This is a record of the ancestors of Jesus the Messiah, a descendant of David and of Abraham… (Matthew 1:1)
Relate: I have to admit, I’m not a big fan of lists like the one with which Matthew starts off his gospel. My grandmother and great Aunt were big on our family genealogy, but my eyes would glaze over when they got going. I mean, I’m proud of who I am and where I come from, but how much does the fact that I’m related to the shortest woman who crossed over on the Mayflower really matter?

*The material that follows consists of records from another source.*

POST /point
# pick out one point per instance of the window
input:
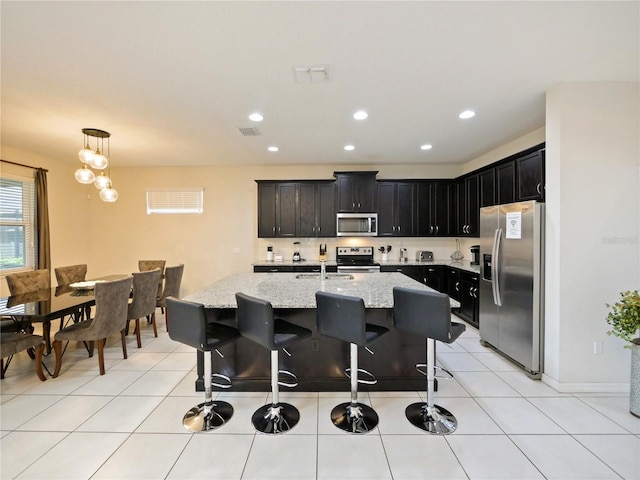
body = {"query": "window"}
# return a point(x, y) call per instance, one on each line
point(175, 201)
point(17, 224)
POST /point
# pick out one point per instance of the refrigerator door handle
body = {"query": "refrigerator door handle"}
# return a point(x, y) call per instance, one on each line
point(495, 267)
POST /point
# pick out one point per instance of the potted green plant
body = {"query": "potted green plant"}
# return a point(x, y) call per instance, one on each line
point(624, 318)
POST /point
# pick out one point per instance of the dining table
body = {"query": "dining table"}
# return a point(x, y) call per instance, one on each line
point(45, 305)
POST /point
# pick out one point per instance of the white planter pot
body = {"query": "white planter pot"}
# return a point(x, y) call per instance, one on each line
point(634, 400)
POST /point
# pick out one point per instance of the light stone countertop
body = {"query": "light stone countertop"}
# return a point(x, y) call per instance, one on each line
point(284, 290)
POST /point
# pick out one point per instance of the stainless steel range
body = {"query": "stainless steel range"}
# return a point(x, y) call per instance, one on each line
point(356, 260)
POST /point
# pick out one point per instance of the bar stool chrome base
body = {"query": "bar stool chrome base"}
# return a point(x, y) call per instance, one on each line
point(273, 419)
point(205, 417)
point(354, 418)
point(437, 420)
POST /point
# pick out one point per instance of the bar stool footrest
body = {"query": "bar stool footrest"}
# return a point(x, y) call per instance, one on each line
point(354, 418)
point(435, 420)
point(200, 418)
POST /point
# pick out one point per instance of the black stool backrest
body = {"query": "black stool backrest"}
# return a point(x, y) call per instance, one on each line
point(423, 312)
point(189, 323)
point(341, 317)
point(255, 320)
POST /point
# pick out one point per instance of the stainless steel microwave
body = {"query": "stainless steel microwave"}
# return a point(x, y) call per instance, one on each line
point(357, 224)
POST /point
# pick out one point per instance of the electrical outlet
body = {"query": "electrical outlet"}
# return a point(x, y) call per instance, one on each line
point(597, 348)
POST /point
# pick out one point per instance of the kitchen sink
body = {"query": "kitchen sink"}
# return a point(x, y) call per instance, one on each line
point(330, 276)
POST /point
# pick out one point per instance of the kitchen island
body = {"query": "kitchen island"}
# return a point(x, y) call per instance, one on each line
point(319, 361)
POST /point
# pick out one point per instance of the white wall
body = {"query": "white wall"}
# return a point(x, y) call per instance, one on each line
point(593, 229)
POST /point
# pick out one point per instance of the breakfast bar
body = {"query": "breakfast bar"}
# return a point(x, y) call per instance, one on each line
point(319, 361)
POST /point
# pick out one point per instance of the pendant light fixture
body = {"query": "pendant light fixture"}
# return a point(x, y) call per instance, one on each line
point(96, 160)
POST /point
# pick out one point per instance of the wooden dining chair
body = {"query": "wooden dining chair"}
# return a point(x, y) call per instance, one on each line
point(112, 300)
point(144, 300)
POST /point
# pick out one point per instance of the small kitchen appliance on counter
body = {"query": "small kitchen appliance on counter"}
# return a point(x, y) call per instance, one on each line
point(424, 256)
point(356, 260)
point(475, 254)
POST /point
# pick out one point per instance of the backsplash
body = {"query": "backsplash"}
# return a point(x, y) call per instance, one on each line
point(309, 248)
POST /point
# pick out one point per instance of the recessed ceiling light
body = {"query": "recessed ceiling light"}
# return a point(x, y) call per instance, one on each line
point(360, 115)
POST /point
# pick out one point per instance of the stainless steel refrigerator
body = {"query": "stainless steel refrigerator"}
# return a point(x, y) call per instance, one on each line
point(512, 282)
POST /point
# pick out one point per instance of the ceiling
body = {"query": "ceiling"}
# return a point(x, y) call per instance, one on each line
point(173, 81)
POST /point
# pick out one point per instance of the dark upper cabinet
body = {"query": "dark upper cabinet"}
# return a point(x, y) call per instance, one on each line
point(355, 191)
point(316, 209)
point(468, 207)
point(276, 209)
point(530, 177)
point(506, 183)
point(434, 208)
point(396, 206)
point(487, 184)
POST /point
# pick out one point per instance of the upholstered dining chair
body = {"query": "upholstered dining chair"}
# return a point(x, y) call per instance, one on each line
point(15, 342)
point(27, 282)
point(144, 265)
point(172, 281)
point(145, 286)
point(112, 300)
point(67, 276)
point(31, 281)
point(70, 274)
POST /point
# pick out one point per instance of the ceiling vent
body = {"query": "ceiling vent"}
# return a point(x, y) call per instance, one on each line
point(248, 131)
point(311, 74)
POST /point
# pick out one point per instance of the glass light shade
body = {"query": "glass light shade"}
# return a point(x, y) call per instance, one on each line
point(108, 194)
point(84, 175)
point(102, 181)
point(99, 161)
point(85, 154)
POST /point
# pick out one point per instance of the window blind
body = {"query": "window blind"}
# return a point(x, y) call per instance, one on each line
point(175, 201)
point(17, 223)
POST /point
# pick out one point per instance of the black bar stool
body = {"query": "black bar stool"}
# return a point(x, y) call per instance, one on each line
point(343, 317)
point(190, 326)
point(257, 323)
point(427, 313)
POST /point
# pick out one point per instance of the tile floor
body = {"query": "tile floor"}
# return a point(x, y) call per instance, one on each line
point(128, 424)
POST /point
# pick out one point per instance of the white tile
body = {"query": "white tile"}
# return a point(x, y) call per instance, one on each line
point(620, 452)
point(122, 414)
point(562, 457)
point(491, 457)
point(67, 415)
point(213, 456)
point(111, 383)
point(159, 452)
point(140, 361)
point(20, 409)
point(352, 457)
point(518, 415)
point(62, 385)
point(78, 455)
point(495, 362)
point(421, 457)
point(21, 449)
point(155, 383)
point(177, 361)
point(282, 456)
point(485, 384)
point(575, 416)
point(528, 387)
point(617, 409)
point(460, 362)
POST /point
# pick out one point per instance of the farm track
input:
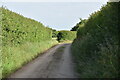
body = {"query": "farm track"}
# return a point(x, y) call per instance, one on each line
point(55, 63)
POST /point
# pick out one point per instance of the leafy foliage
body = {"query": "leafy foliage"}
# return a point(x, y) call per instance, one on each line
point(80, 24)
point(96, 47)
point(22, 40)
point(66, 35)
point(17, 29)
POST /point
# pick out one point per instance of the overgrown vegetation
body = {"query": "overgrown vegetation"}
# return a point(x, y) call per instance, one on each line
point(22, 40)
point(80, 24)
point(95, 49)
point(66, 36)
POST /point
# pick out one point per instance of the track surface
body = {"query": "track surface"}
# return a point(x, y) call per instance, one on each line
point(55, 63)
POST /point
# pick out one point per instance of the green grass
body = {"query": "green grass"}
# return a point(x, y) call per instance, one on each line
point(15, 57)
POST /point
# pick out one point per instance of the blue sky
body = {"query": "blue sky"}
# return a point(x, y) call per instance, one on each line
point(57, 15)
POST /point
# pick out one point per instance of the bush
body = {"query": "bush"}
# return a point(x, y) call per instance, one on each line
point(96, 47)
point(17, 29)
point(22, 40)
point(66, 36)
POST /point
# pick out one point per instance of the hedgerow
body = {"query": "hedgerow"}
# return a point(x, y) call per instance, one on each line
point(22, 40)
point(66, 35)
point(96, 47)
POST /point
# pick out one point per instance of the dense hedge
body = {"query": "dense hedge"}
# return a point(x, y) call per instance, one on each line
point(96, 47)
point(22, 40)
point(66, 35)
point(17, 29)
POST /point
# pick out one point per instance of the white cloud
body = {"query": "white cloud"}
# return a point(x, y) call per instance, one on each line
point(56, 0)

In Matthew’s list, he picked and chose who to put in so that it would nicely fit his three sets of fourteen generations. That said, you would think that he would have selected a few different others instead. If we are going to talk about Jesus’ pedigree, do we really want to top the list off with incest? (Abraham and Sarah share a dad but have different moms.) Drop down to the next two names and you have a picture-perfect case of a dysfunctional family. You’ve got Isaac who plays favorites but even still can barely tell his own kids apart. Then you’ve got Jacob who cheated and stole from his brother (with mom’s help) and then had to run away when that brother wanted to kill him.
We’re not off to a very good start, but it must get better, right? Nope. The next name up is Judah who slept with his own daughter-in-law. To be fair, at the time he only thought she was a prostitute. It was only when he found out that she was pregnant with the fifth and sixth names on the list that his… “oops”… became fully realized. The next few names on this list were all slaves from birth to death. So let’s skip down a bit to David. King David, he’s a pretty famous and good guy, right? Just in case we might get caught in that misconception, Matthew pairs his name with the woman he had an adulterous affair with and the man he murdered to cover up said affair. Then there’s the child of that affair, Solomon, who took polygamy to a whole new level. He could sleep with a different woman every day for three years and still not work his way through all those wives and concubines.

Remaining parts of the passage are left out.